The work done by Data and Society Institute's Fracesca Tripoldi shows how this all works and especially how it's being used to manipulate the datasphere.

First you find a data void. That's a topic, or rather a term used as a pointer to a topic, that brings up no search results.

There's no results because nobody is using the term, not necessarily because nobody is talking about the topic. But you come up with that new, unused term, and you create content to go along with it. Like, fake content, conspiracy theory content, propaganda content, salacious content, whatever, and when you slap your new word on there, you now own the search results for that content.

Let's say I want to steer people away from the actual facts about a mass murder at an elementary school, so I create a new term - "crisis actor" - then I generate all kinds of content about people who pretend they were in a mass shooting, and I slap my keyword (crisis actor) all over the content, and THEN I make sure to spread the keyword around as much as possible, so other people start saying it out loud, and then other people will start searching for it, which will weight the results of my keyword.

Guess where they'll end up? They'll end up at my site, reading my content.
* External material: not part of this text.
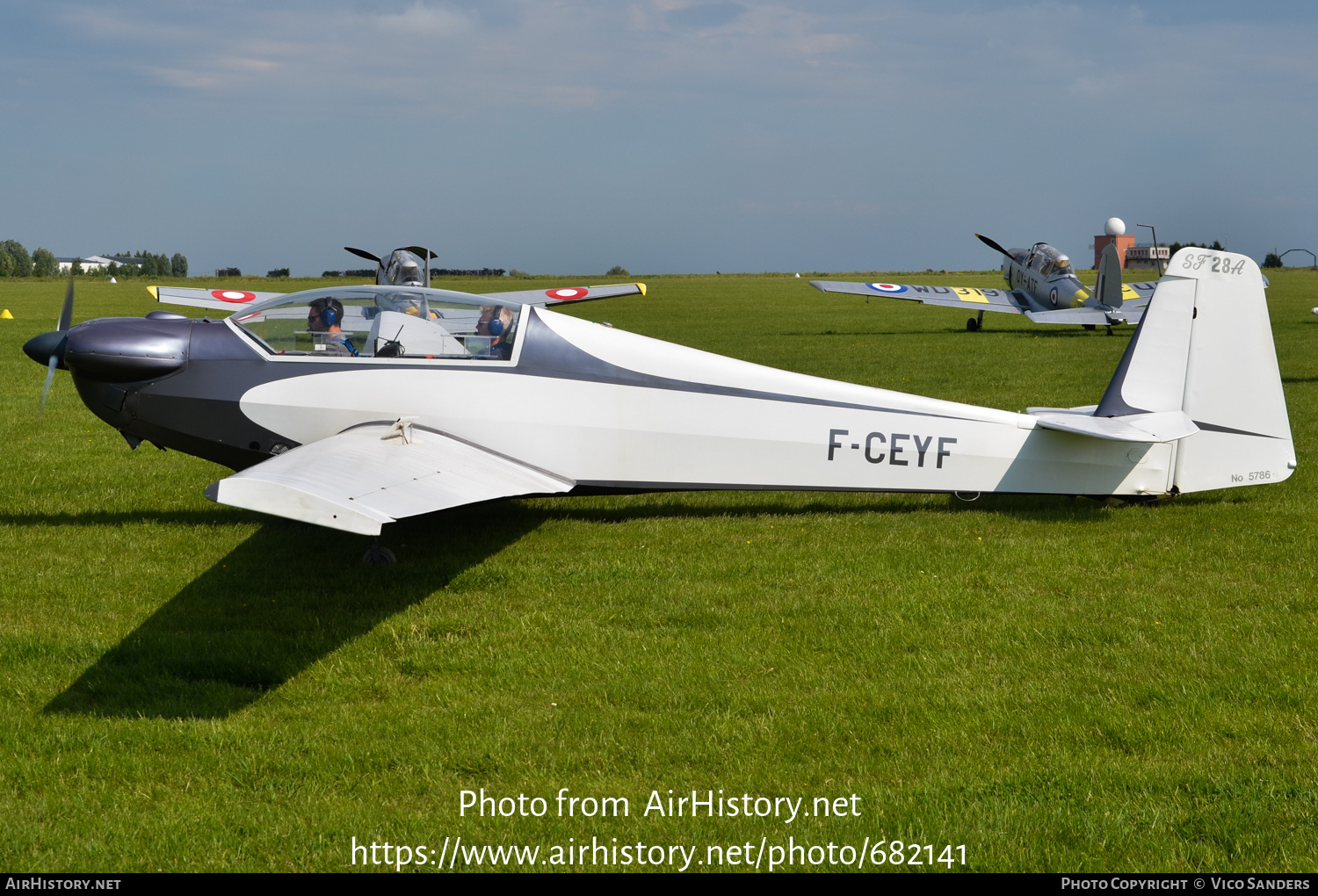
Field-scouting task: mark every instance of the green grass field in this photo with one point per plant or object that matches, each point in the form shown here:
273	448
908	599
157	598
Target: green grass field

They won't be swayed by different views of the situation, because the whole idea of the crisis actor, the keyword and the content, was fabricated, it was artifice, and it exists in a vacuum, unconnected to the rest of the world.

When I start with a data void, I can control everything that goes into it, and I can make sure that you never see the other side of the story, because there is no other side. Only my side. It doesn't exist within the actual ecosystem of information. It is a Frankenstein of an info-ecosystem, engineered by me to send you in a very specific direction.

The fact that our global repository of information is accessed by typing words into a searchbox-algorithm leaves it susceptible to such workings. It also leaves out an entire dimension of human sensation, that being olfaction.

How does misinformation and nefarious SEO engineering relate to olfaction? Because smells don't correlate to words as a matter of fact, only as a matter of opinion. Everything you can ever read about smells is already, from the start, "alternative facts," because there were no real facts to begin with. The two - language and smell - they just don't go together. The keyword and the content, they have to be artificial, by the very nature of the sense of smell. The entire human experience in regards to olfaction is one big data void, filled by poets and marketing slogans. That is, until the search box can be filled with emotions and autobiographies.

Notes:
"The problem is, whether or not we’re aware, the key words we search are coded with political biases. My research demonstrates that it’s possible to position ideological searches to maximize the exposure of their content."
—Data & Society Affiliate Francesca Tripodi, WIRED

May 2019, Francesca Tripodi for Data and Society